Sim, principalmente as partes menos conhecidas: aquela torre de sinais – aquilo nunca foi um farol, nunca teve luz – foi construída para defender a entrada da barra. Antes do porto, há que contar a história da defesa da barra e da Ria. Historicamente, temos [registos de] cargas [bastante antigos]. No século XIV já exportávamos sal e maçãs amargas – as doces viriam, mais tarde, do continente americano – para o Norte da Europa e importávamos outros produtos.

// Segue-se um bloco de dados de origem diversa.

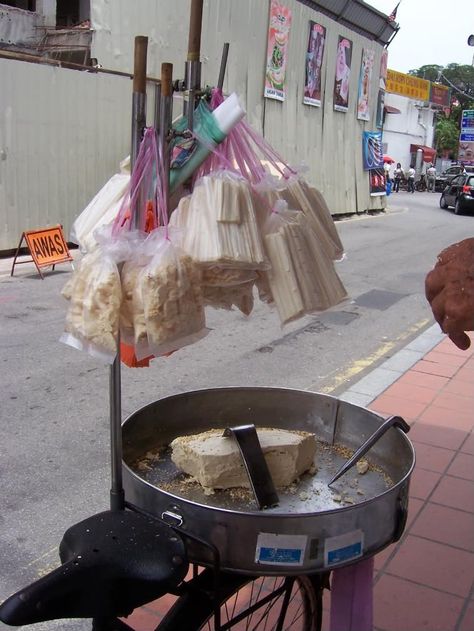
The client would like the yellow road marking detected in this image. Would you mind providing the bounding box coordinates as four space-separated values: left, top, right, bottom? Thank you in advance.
320 318 430 394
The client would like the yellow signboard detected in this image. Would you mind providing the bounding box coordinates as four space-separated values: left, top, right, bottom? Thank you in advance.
386 69 430 101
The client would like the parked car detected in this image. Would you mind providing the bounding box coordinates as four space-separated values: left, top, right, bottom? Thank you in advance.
439 173 474 215
435 164 474 192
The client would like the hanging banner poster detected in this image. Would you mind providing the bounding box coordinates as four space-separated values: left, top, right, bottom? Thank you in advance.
375 49 388 129
357 48 375 121
334 35 352 112
430 83 451 108
303 21 326 107
369 168 386 197
264 0 291 101
386 69 430 101
362 131 383 171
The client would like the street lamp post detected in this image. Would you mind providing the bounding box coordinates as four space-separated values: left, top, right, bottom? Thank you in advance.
467 35 474 66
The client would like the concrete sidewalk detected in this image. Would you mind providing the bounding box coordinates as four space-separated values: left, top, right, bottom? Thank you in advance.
127 325 474 631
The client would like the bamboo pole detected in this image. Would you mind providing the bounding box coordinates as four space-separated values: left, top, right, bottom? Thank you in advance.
183 0 203 129
109 35 148 510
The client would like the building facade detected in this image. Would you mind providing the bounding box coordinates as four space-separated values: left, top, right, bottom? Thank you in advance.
0 0 396 250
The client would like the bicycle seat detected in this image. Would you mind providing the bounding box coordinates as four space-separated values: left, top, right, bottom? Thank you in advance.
0 511 189 626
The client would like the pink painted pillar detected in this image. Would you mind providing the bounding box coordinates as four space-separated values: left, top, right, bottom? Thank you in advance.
329 557 374 631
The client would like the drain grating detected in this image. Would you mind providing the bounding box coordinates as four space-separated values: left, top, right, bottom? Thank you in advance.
354 289 408 311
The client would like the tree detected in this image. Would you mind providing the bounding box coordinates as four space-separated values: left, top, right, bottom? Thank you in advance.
435 118 459 157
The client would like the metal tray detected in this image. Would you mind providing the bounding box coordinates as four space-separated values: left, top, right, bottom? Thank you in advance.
122 388 415 575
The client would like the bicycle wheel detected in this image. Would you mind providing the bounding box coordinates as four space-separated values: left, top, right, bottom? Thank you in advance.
155 570 322 631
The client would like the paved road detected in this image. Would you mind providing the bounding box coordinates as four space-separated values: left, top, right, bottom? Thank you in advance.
0 193 468 630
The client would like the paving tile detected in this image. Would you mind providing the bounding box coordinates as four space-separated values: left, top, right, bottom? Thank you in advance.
385 535 474 598
409 440 456 473
447 453 474 480
378 379 436 404
397 370 449 390
430 475 474 513
410 502 474 552
457 601 474 631
374 543 398 572
436 337 474 358
374 574 464 631
417 405 474 432
404 497 425 532
410 467 441 500
431 392 474 418
412 359 461 377
456 361 474 384
443 377 474 399
370 394 426 419
374 497 426 571
423 348 467 368
408 421 469 449
351 367 400 397
461 433 474 454
383 348 424 374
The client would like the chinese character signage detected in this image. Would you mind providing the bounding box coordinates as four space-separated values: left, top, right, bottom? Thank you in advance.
334 35 352 112
357 48 375 121
369 168 386 197
458 110 474 164
362 131 383 171
303 22 326 106
264 0 291 101
375 48 388 129
386 69 430 101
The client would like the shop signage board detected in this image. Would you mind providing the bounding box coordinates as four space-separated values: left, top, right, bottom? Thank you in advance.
11 224 73 278
386 68 430 101
461 110 474 133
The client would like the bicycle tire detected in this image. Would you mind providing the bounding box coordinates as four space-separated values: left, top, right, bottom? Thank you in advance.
155 570 322 631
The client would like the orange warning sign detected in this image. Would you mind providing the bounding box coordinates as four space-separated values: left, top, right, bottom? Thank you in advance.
11 225 73 278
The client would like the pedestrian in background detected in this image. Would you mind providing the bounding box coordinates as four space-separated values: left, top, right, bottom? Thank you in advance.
426 163 436 193
393 162 403 193
407 167 416 193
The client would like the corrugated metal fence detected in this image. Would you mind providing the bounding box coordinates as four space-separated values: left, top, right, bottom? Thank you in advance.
0 0 384 250
0 59 132 250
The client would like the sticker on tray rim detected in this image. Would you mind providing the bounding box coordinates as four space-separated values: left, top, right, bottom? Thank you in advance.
324 530 364 567
255 532 308 566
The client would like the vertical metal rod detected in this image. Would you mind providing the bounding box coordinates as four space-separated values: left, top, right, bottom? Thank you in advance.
109 36 148 510
183 0 204 129
153 83 161 138
217 42 229 90
109 358 125 510
158 63 173 215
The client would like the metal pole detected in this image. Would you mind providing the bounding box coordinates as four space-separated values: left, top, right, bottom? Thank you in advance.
109 36 148 510
183 0 203 129
217 42 229 90
158 63 173 214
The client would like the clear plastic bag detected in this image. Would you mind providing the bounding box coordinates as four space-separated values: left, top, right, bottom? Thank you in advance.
202 280 254 316
257 200 347 324
60 247 122 363
170 171 268 270
60 226 138 363
134 229 208 359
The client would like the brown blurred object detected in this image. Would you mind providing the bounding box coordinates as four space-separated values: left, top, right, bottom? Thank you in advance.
425 237 474 350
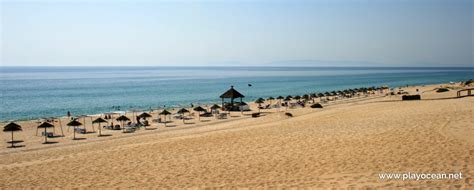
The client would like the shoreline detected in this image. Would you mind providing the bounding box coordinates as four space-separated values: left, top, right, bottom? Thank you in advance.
0 81 470 125
0 81 474 188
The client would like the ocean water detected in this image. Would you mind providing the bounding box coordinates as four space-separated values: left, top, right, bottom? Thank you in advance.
0 67 474 121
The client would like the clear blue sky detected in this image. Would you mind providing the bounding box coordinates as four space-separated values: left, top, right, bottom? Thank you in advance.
1 0 474 66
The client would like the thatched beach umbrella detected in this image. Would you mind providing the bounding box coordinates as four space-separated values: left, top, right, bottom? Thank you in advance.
138 112 152 128
158 110 171 127
66 119 82 140
177 108 189 123
193 106 206 121
115 115 130 131
138 112 151 119
310 103 323 108
309 93 318 103
92 117 107 137
267 96 275 104
38 122 54 144
3 122 21 148
211 104 221 112
295 95 301 100
219 86 245 111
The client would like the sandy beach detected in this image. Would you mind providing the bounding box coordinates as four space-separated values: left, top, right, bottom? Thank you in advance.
0 84 474 189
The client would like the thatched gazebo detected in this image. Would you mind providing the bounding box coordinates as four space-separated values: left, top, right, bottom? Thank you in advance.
92 117 107 137
37 122 54 144
219 86 245 111
177 108 189 123
255 98 265 113
3 122 21 148
137 112 153 128
158 110 171 127
115 115 130 131
193 106 207 121
67 119 82 140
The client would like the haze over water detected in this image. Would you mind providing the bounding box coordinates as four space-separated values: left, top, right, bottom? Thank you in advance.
0 67 474 120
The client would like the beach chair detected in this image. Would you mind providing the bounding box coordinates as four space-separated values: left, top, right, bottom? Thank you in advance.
75 128 86 134
217 113 227 119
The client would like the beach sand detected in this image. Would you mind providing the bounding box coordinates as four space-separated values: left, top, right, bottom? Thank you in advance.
0 85 474 189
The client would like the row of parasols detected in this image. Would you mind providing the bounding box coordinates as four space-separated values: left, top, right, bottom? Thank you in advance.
3 104 221 148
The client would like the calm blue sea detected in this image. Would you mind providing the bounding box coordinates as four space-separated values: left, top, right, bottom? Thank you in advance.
0 67 474 121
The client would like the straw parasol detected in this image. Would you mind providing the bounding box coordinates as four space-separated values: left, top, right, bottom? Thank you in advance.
219 86 245 110
92 117 107 137
138 112 151 118
115 115 130 130
295 95 301 100
267 96 275 104
158 110 171 127
3 122 21 148
38 122 54 144
310 103 323 108
193 106 206 121
302 94 310 101
67 119 82 140
211 104 221 110
255 98 265 113
177 108 189 123
138 112 152 128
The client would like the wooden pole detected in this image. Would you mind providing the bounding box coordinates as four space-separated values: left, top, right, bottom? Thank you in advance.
44 127 48 144
11 130 15 148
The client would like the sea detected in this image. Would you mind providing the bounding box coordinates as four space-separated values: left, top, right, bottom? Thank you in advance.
0 67 474 121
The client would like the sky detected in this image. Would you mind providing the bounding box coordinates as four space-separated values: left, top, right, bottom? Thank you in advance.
0 0 474 67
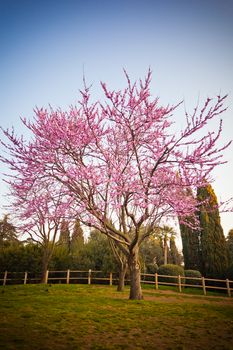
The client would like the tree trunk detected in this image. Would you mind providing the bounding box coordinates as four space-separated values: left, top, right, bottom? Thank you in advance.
117 263 127 292
128 246 143 300
40 251 51 283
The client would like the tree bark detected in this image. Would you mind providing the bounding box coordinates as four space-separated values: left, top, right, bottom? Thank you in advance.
117 263 127 292
128 246 143 300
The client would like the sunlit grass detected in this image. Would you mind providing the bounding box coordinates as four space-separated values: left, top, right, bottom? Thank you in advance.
0 285 233 350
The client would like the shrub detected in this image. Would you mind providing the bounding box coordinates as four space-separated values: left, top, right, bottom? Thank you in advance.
184 270 202 286
158 264 184 283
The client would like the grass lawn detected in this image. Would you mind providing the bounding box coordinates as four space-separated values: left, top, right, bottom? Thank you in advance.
0 285 233 350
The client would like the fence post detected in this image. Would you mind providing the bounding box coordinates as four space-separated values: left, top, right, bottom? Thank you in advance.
109 272 112 286
44 270 49 284
66 269 70 284
23 271 28 284
155 272 159 290
178 275 182 293
202 277 206 295
88 269 91 284
3 271 7 286
226 278 231 297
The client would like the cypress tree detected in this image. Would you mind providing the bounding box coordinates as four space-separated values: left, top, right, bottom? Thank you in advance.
227 229 233 265
180 219 201 271
59 220 70 253
168 236 182 265
71 219 84 251
197 184 228 278
0 215 19 247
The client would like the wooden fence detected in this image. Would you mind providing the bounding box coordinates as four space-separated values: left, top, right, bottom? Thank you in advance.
0 270 233 297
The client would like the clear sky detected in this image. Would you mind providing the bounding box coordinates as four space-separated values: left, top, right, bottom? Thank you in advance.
0 0 233 234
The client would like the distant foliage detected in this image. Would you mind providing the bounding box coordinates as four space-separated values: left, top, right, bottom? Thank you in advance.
180 218 201 270
197 185 228 278
0 215 18 247
158 264 184 283
184 270 202 285
0 243 43 273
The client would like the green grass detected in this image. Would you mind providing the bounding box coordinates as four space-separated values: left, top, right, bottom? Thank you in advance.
0 285 233 350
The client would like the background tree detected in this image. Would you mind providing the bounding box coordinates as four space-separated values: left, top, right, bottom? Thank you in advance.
197 184 228 278
0 215 18 248
180 219 201 271
227 229 233 280
157 225 175 265
168 235 183 265
59 219 71 253
2 71 229 299
227 229 233 264
70 219 84 252
140 236 164 273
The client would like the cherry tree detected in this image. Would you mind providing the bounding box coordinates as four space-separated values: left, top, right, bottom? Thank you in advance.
0 71 230 299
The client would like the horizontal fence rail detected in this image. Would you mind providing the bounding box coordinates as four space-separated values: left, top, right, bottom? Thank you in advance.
0 270 233 297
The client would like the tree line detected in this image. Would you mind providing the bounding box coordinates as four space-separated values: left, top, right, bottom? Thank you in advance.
0 180 233 282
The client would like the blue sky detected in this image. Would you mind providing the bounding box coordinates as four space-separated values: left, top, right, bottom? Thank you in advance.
0 0 233 233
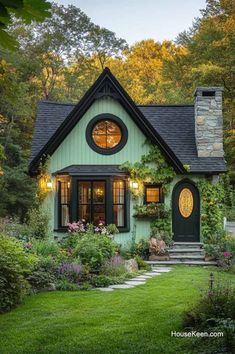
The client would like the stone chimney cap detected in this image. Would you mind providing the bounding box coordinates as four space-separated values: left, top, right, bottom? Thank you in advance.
193 86 224 96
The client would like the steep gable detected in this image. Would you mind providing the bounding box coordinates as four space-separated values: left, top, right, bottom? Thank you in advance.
29 68 185 174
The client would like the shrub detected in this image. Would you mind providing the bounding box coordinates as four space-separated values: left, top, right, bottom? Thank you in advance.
91 275 112 288
120 239 149 259
184 284 235 354
151 227 174 246
149 237 167 256
100 254 127 276
133 239 149 259
74 234 117 272
0 235 37 312
30 239 60 257
59 263 82 283
204 231 235 269
26 256 58 291
184 284 235 327
56 279 79 291
0 217 29 242
135 256 151 270
26 269 56 291
27 207 50 239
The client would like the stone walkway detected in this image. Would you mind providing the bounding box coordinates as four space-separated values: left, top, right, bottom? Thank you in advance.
94 267 172 291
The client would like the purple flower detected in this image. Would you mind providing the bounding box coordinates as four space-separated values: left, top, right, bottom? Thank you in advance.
223 251 231 257
59 263 82 274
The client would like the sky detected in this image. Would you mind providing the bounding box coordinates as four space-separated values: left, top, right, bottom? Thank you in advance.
52 0 206 44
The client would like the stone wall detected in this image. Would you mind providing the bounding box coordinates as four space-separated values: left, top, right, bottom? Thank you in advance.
194 87 224 157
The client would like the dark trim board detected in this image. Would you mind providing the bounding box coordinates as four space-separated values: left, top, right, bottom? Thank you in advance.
29 68 186 175
172 179 200 242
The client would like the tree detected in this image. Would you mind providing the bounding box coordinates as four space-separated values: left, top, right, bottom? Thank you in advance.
0 0 50 49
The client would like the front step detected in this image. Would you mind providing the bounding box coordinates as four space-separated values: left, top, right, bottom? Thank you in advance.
173 242 203 249
170 254 205 262
168 248 204 258
146 260 217 269
147 242 217 266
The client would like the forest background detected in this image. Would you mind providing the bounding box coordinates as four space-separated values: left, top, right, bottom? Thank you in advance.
0 0 235 221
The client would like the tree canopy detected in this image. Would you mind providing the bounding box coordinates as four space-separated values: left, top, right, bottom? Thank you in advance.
0 0 235 221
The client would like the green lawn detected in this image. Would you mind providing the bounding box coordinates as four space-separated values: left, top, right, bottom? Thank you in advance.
0 266 234 354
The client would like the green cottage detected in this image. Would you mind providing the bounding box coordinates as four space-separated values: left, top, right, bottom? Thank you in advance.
29 68 226 252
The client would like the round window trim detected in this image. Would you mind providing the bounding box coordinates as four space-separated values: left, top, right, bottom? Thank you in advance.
86 113 128 155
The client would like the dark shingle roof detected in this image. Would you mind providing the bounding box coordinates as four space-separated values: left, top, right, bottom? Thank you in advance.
30 101 226 173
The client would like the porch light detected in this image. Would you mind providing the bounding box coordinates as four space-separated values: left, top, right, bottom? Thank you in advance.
47 180 53 190
131 181 139 189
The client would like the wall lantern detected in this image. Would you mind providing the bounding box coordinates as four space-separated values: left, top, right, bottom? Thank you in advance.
39 175 53 193
130 181 139 189
47 180 53 190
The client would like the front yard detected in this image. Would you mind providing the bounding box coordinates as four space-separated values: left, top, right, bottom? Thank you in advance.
0 266 235 354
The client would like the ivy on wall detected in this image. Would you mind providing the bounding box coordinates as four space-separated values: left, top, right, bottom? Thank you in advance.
121 145 176 198
121 145 176 238
197 179 224 243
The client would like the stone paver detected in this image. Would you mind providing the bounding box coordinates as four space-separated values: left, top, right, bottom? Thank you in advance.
94 288 114 291
131 276 151 281
144 272 161 277
125 280 145 286
94 267 172 291
109 284 134 289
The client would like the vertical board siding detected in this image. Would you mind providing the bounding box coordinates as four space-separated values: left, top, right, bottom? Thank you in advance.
49 98 149 173
45 97 156 244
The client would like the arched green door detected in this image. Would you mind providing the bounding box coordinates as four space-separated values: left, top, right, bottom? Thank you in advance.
172 181 200 242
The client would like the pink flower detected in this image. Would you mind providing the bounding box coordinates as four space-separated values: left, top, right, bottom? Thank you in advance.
223 251 231 257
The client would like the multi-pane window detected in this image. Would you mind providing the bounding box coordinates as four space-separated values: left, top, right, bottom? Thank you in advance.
92 120 122 149
59 181 70 227
113 180 126 227
78 181 106 225
144 185 162 204
58 177 129 231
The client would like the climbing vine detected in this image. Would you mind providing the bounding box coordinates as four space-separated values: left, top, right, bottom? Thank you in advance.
197 179 224 243
121 145 176 198
121 146 176 239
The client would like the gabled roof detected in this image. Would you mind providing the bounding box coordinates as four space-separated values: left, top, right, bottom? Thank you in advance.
30 69 226 174
29 68 185 174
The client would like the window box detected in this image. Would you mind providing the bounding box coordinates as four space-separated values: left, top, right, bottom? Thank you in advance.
133 203 169 219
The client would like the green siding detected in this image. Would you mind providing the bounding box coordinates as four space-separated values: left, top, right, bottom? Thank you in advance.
50 98 149 172
44 98 150 244
44 98 205 245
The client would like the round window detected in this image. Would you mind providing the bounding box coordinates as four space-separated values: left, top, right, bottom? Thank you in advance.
92 120 122 149
86 113 128 155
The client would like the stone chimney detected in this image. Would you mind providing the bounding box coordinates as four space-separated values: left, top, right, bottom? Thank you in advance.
194 87 224 157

Depois, tornou-se muito forte o comércio dentro da Ria. Nos anos de 1930, chegámos a movimentar 500 mil toneladas – tanto como movimenta o Terminal Sul nos dias de hoje – só no comércio dentro da Ria. Cargas internacionais, nessa altura, fazíamos menos. Ainda nos anos de 1960, já depois do Terminal Sul abrir, fazíamos 140 mil toneladas. Hoje chegamos a movimentar cerca de 5.5 a 5.7 milhões de toneladas por ano.
2023 foi um bom ano para o Porto de Aveiro?
Sim. Foi um ano interessante, com um maior número de negócios. Em termos de carga ficámos cerca de 160 mil toneladas aquém do nosso recorde, mas estamos naquele que é o nosso patamar habitual.
O que é que ficou a faltar para chegarem ao recorde?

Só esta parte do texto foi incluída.